Baby Beethoven?

From a study by Wilkin, P.E.:

The test-group fetuses were monitored for fetal movements and heart rate at thirty-two and thirty-eight weeks gestation. Following ten minutes of monitoring with no stimulus, headphones were secured to the mother’s abdomen and covered with a pillow, and a tape was played. The mother was also asked to write down the number and type of movements the fetus made for each item on the tape. (The mothers were prevented from hearing the tape in order to limit their recordkeeping to a purely fetal response.) The four items on the test tape were each five minutes long:

  • White noise
  • Piano solo: Beethoven’s Piano Sonata, op. 31 no. 2, in D minor (“The Tempest”)
  • Choral (a cappella): Palestrina’s “Kyrie” from Missa Pape Marcelli
  • Rock (instrumental): Emerson, Lake, and Palmer from An Anthology of Rock.

The test group was also were given a tape of either item two or three to play for their fetuses on a daily basis from thirty-two weeks gestation and for six weeks after birth. The contents of the test tape and the home tape were not revealed to the women until a home visit at four to six weeks. The control group of thirty-four pregnant women was given no specific listening tasks and was monitored at thirty-eight weeks only. At six weeks, the babies of both groups were again monitored while the tape was played. They were scored on the following:

  • Number of movements
  • Eyes open
  • Still and listening
  • Frowning and anxious
  • Woke and/or cried
  • Nil response.

Results: A high percentage of test-group fetuses had heart-rate decelerations greater than or equal to five seconds duration during the playing of the audio test tape at thirty-eight weeks gestation. This was highly significant in comparison with the test group, indicating that the daily playing of the music influenced fetal responses. [emphasis added] At thirty-two weeks, the fetuses did not appear to distinguish between the items on the tape. However, at thirty-eight weeks the piano sonata and the choral piece elicited the most response from the test-group fetuses. The largest deceleration effect and also the highest number of fetal movements was accrued during the playing of the Beethoven sonata. [emphasis added] The home listening had no significant influence on fetal responses during the thirty-eight week monitoring.

The babies in the test group were more ready to listen, more receptive and alert, and more active in response to the music than the control group babies were.
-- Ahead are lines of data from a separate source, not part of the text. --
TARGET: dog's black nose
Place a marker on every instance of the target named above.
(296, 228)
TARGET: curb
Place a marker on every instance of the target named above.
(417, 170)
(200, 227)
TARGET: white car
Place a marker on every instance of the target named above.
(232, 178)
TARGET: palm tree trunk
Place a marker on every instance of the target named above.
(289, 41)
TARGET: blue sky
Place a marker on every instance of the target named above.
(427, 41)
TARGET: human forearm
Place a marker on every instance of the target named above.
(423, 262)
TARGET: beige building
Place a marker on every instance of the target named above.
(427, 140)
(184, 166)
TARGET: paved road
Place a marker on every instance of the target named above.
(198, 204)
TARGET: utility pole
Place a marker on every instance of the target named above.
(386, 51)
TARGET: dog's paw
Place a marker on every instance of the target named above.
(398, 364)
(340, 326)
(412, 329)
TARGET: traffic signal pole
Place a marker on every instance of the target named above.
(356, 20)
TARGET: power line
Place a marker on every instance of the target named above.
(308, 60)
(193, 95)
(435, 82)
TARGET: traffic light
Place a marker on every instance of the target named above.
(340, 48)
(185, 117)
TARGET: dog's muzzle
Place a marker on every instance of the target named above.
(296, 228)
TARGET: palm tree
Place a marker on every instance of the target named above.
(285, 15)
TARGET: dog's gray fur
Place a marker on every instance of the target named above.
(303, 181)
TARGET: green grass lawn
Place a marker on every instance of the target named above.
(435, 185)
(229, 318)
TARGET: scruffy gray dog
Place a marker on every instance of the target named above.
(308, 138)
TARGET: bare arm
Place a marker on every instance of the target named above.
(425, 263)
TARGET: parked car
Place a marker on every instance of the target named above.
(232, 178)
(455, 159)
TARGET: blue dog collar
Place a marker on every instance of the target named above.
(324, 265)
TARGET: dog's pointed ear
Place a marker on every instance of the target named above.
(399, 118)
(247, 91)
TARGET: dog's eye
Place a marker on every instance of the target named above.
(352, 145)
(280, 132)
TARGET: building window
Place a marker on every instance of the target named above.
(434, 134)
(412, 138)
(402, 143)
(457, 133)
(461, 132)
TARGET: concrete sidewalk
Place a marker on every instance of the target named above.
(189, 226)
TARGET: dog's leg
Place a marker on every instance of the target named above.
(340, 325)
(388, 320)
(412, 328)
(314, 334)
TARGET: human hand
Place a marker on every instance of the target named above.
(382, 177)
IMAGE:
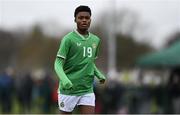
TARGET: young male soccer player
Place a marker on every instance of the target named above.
(75, 65)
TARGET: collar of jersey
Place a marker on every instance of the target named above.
(83, 38)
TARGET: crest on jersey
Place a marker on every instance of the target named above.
(78, 44)
(94, 45)
(62, 104)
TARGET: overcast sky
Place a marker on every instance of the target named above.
(162, 15)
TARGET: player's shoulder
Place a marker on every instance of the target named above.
(95, 36)
(67, 36)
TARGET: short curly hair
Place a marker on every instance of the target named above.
(82, 8)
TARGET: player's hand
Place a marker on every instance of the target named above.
(102, 81)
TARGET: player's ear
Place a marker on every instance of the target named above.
(75, 19)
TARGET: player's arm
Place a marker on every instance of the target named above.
(58, 66)
(99, 75)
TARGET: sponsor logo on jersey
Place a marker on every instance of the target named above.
(78, 44)
(94, 45)
(62, 104)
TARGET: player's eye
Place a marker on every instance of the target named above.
(80, 17)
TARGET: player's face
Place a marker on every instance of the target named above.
(83, 20)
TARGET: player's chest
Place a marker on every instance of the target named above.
(86, 48)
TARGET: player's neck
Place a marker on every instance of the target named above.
(83, 32)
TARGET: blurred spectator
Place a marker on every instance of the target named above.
(24, 86)
(6, 91)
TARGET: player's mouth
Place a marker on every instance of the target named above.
(84, 25)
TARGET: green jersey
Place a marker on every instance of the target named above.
(79, 53)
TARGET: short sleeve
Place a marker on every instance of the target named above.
(64, 48)
(97, 50)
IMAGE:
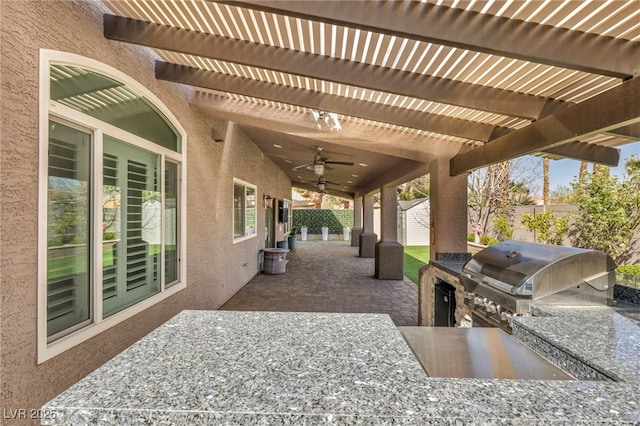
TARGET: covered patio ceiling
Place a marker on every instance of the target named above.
(471, 82)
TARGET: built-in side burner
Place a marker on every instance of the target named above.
(487, 353)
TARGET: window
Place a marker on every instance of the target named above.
(244, 210)
(112, 236)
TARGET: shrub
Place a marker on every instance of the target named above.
(502, 228)
(629, 270)
(487, 240)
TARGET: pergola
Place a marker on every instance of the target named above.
(468, 82)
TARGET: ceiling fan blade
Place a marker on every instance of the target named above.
(300, 167)
(344, 163)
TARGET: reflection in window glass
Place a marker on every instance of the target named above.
(238, 210)
(171, 200)
(132, 224)
(244, 210)
(120, 105)
(68, 236)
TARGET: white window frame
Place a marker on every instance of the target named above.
(51, 109)
(255, 207)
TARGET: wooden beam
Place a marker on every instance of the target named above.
(330, 69)
(613, 109)
(469, 30)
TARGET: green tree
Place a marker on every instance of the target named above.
(608, 210)
(502, 228)
(547, 227)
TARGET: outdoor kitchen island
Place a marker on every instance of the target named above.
(225, 367)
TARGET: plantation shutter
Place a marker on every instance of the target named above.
(67, 228)
(133, 273)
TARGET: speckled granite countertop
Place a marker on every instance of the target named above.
(213, 367)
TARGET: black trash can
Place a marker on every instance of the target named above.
(275, 261)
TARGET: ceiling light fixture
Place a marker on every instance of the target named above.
(326, 120)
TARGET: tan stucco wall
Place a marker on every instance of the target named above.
(215, 268)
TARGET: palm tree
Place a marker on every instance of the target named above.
(545, 181)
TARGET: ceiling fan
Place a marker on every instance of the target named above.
(320, 164)
(322, 184)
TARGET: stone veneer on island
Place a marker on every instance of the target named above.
(212, 367)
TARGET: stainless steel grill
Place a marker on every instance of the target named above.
(511, 275)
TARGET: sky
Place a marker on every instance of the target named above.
(563, 172)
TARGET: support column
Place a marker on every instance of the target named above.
(368, 238)
(448, 216)
(389, 252)
(448, 231)
(357, 222)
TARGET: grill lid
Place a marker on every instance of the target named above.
(533, 269)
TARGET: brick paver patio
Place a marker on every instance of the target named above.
(328, 277)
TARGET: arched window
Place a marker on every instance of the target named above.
(112, 224)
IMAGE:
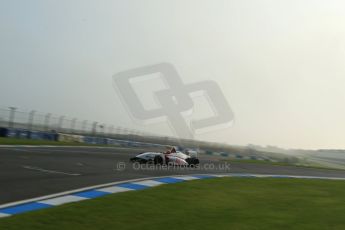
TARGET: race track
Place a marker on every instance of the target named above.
(28, 172)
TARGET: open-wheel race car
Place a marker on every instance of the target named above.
(176, 158)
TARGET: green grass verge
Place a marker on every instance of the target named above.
(305, 165)
(225, 203)
(15, 141)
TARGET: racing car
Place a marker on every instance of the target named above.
(176, 158)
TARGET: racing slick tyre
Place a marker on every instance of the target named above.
(158, 160)
(193, 162)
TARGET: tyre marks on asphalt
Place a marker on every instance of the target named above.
(49, 171)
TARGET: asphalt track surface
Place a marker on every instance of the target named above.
(29, 172)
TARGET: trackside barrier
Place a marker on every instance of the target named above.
(64, 137)
(26, 134)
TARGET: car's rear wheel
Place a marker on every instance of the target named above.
(193, 162)
(158, 160)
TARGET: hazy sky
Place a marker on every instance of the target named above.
(280, 64)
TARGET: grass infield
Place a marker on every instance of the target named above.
(222, 203)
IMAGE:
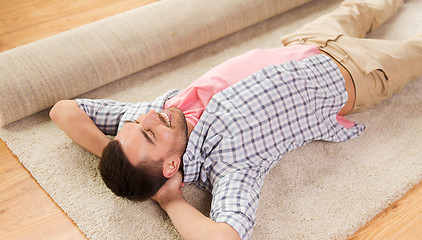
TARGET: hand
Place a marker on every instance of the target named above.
(170, 190)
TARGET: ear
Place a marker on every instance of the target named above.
(171, 166)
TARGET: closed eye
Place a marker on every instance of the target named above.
(147, 136)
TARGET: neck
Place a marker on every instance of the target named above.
(190, 128)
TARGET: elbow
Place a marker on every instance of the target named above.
(225, 231)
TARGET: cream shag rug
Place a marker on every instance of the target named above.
(320, 191)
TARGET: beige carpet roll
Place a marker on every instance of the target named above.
(35, 76)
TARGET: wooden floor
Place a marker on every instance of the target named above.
(26, 210)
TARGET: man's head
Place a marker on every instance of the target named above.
(144, 154)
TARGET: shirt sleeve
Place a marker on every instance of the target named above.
(106, 114)
(235, 200)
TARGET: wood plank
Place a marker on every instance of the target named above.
(401, 220)
(26, 210)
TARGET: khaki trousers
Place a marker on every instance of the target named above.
(379, 68)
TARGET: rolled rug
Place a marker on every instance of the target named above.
(35, 76)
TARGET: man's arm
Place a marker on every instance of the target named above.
(190, 223)
(79, 126)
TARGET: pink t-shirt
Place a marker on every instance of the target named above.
(193, 99)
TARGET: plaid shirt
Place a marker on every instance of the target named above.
(246, 128)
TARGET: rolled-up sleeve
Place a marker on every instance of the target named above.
(106, 114)
(235, 200)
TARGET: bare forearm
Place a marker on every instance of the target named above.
(78, 126)
(192, 224)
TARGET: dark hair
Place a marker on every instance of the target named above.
(126, 180)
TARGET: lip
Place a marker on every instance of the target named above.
(167, 117)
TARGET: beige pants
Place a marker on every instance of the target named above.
(379, 68)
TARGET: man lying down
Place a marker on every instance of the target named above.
(226, 130)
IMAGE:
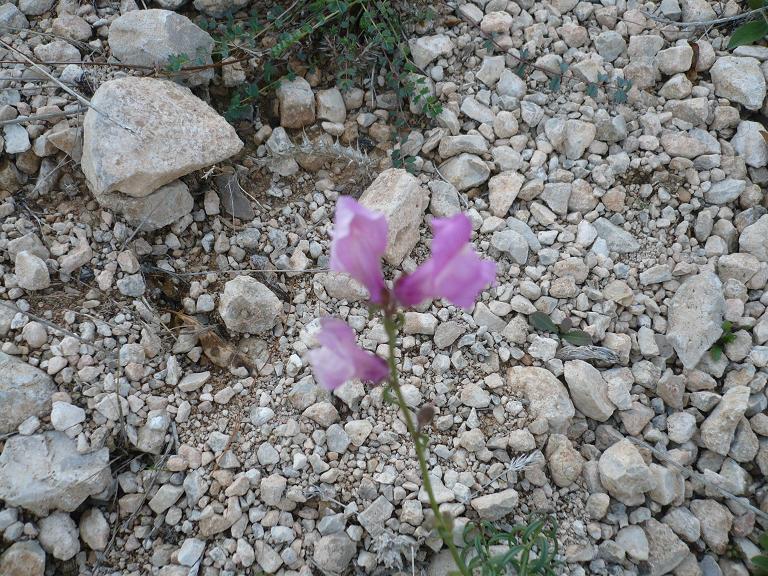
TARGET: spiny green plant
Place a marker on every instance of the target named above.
(727, 337)
(363, 39)
(760, 562)
(526, 549)
(752, 31)
(543, 322)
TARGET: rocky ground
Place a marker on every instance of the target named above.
(163, 273)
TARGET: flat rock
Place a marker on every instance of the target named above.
(588, 389)
(696, 317)
(333, 553)
(465, 171)
(152, 37)
(160, 208)
(399, 196)
(618, 239)
(547, 396)
(45, 472)
(24, 391)
(497, 505)
(151, 132)
(718, 429)
(23, 559)
(249, 306)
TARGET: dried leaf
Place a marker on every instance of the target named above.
(425, 415)
(542, 322)
(691, 73)
(577, 338)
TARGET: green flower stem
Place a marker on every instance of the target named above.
(443, 529)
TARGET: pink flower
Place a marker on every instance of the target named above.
(454, 272)
(359, 242)
(339, 359)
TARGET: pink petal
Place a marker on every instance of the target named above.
(359, 242)
(454, 271)
(339, 359)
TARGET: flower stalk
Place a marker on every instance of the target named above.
(420, 444)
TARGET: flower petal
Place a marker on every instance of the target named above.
(359, 242)
(339, 359)
(454, 271)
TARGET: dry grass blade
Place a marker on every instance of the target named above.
(215, 348)
(64, 87)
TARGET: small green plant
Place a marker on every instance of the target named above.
(526, 549)
(752, 31)
(543, 322)
(728, 336)
(363, 40)
(760, 562)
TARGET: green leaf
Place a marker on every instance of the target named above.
(542, 322)
(577, 338)
(748, 33)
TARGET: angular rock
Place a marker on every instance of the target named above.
(94, 529)
(399, 196)
(149, 133)
(333, 553)
(31, 272)
(296, 102)
(152, 37)
(588, 389)
(740, 80)
(23, 558)
(754, 239)
(45, 472)
(426, 49)
(25, 391)
(624, 473)
(503, 190)
(717, 431)
(547, 396)
(665, 550)
(750, 144)
(58, 536)
(249, 306)
(465, 171)
(495, 506)
(618, 239)
(160, 208)
(695, 317)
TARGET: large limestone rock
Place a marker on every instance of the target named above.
(151, 37)
(547, 396)
(24, 391)
(696, 317)
(45, 472)
(399, 196)
(151, 132)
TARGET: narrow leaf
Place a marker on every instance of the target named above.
(748, 33)
(542, 322)
(577, 338)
The test-group babies listened more attentively to the piano sonata and the choral piece. They were less disturbed than the control group by the rock music (though both groups demonstrated anxiety through facial and body tension). [emphasis added] A number of the test babies appeared to recognize the sound of the piano within the rock music, relaxing the body and facial tension during the several bars in which it appeared; the tension quickly returned when the other instruments resumed.

Beethoven op. 31, no. 2 (“Tempest”):

Palestrina “Kyrie” from Missa Pape Marcelli:

(I apologize; I am not familiar enough with the works of Emerson, Lake, and Palmer to be able to identify the third song.)

Here we are presented with numerous highly interesting facts: one to note is that infants show anxiety and distress when exposed to rock music; although they are more relaxed when the piano is played in rock music, it doesn’t mean they are not anxious. Infants with previous exposure to classical music were less distressed by the rock music.

Babies who heard music were more alert, active, receptive and ready to listen.

So what does this mean for you? It means that while still in the womb, babies are more relaxed while listening to classical music. They’re most active in the womb, and most relaxed, when listening to Beethoven out of the four conditions studied. Combining this research with the many other studies presented on this site (and still to come), it is clear that classical music will postively influence even unborn children and that this influence will persist through the first year of life. Also your children are going to hear rock music everywhere they go; it’s ubiquitous and they will suffer less if they hear classical music first.